27 September 2017

The Dutch Sapphire Necklace Tiara

Michel Porro/Getty Images

As our celebration of September's birthstone draws to a close, we've got an especially innovative tiara creation on tap. Today’s sparkler, the Dutch Sapphire Necklace Tiara, is actually composed of a sapphire necklace supplemented by elements from another dismantled sapphire jewel.




Princess Juliana wears the shorter version of the necklace with the family's grand sapphire tiara in 1937 (Wikimedia Commons)

While the necklace was not worn in public as a tiara until 2009, it has a much longer history. It began as a choker of diamonds and eleven sapphires and was purchased for Queen Emma by her husband, King Willem III. Along with other sapphire and diamond jewels, it was collected into a married parure. Occasionally a sapphire pendant was added to the center of the piece.


Queen Juliana wears the longer version of the necklace in 1955 (AFP/Getty Images)

The choker necklace was lengthened in the first half of the twentieth century; with the extra length added, it can still be worn either with or without the pendant. Above, Queen Juliana wears the lengthened version of the necklace in a 1955 portrait.


Michel Porro/Getty Images

The tiara is topped by five lozenge-shaped sapphire and diamond ornaments.

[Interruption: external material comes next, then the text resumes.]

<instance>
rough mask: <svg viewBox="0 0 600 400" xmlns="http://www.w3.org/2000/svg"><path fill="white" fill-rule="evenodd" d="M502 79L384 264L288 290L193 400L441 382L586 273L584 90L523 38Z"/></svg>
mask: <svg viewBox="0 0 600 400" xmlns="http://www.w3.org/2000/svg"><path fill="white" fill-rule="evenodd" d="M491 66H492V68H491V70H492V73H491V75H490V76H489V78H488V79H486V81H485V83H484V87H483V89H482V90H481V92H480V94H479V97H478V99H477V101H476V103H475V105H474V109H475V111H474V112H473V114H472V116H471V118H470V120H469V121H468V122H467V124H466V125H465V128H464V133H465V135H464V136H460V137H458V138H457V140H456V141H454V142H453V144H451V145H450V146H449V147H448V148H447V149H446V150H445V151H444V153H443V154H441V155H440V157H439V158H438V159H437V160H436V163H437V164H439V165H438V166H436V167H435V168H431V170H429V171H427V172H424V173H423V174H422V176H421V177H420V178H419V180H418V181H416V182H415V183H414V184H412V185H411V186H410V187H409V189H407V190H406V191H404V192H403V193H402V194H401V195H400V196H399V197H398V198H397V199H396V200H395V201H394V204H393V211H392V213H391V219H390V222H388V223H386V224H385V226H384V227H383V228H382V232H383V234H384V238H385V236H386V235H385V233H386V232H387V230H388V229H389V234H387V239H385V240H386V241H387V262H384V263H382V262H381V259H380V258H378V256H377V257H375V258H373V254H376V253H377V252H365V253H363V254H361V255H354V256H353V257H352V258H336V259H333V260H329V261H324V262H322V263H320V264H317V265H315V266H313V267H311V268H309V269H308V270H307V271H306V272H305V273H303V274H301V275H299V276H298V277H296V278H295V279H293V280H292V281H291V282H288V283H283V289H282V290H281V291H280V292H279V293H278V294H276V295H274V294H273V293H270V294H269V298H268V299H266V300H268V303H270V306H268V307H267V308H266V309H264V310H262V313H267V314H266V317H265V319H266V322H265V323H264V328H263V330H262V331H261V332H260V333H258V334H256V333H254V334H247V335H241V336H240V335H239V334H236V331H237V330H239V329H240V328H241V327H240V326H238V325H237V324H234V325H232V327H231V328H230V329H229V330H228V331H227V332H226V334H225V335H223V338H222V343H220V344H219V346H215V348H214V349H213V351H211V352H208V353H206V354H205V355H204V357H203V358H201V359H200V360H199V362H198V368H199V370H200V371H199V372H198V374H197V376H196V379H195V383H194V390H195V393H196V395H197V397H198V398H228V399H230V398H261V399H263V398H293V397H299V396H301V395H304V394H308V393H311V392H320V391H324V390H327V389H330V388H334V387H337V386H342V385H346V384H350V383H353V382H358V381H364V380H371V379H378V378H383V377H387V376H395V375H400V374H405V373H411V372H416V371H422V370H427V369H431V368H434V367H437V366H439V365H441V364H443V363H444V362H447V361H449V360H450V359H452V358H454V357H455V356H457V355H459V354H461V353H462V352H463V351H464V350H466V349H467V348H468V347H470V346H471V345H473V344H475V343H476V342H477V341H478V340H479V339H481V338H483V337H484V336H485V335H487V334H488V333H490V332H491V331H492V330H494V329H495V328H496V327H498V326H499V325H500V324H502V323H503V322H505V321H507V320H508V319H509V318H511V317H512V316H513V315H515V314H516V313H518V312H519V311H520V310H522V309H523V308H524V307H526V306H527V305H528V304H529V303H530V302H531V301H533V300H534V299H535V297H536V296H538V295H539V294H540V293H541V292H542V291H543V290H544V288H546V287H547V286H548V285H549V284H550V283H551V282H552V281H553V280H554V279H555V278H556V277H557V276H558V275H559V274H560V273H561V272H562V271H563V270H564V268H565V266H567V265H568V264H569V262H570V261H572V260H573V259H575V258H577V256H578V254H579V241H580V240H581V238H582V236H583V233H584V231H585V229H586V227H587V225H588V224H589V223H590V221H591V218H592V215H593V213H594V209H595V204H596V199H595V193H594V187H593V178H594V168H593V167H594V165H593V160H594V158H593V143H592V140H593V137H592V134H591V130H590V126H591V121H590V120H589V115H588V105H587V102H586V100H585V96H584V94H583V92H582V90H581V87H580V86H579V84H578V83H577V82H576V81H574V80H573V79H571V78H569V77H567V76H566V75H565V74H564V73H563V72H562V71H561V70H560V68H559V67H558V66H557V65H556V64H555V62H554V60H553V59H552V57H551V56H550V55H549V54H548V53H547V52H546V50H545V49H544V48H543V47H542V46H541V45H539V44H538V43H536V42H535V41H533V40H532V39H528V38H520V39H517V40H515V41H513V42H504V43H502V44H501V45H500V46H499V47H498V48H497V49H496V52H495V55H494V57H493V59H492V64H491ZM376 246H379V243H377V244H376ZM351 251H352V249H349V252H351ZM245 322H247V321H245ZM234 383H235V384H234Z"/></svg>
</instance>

These pieces came from another item altogether: part of the sapphire and diamond “wedding gift parure” that was made by Israel and Hoetig and given to Queen Wilhelmina on behalf of the people of the Netherlands when she married in 1901. (Read more about the set over here!) The five pieces were originally sections of the necklace from that parure, which was broken up in 1962 and used to make other smaller pieces of jewelry for the four daughters of Queen Juliana.


Maxima wears the tiara in 2010 (Jens Nørgaard Larsen/AFP/Getty Images)

Princess Margriet began wearing the new tiara in 2009, and since then, both she and Queen Maxima have sported the sparkler at various occasions. Maxima chose the tiara for one of the biggest royal events of 2010: the 70th birthday celebrations for Queen Margrethe II of Denmark.


Beatrix wears the tiara during an official visit from the Prince of Monaco, 2014 (FRANK VAN BEEK/AFP/Getty Images)

And in 2014, Princess Beatrix wore the piece for the first time during the official visit from Prince Albert II of Monaco. In a collection full of major (and sometimes tough-to-wear) tiaras, I'd predict that innovative smaller pieces like this will be more and more useful in the coming years -- especially when there are three young Dutch princesses attending tiara events.

Note: This is an updated version of an earlier post, with new text and images.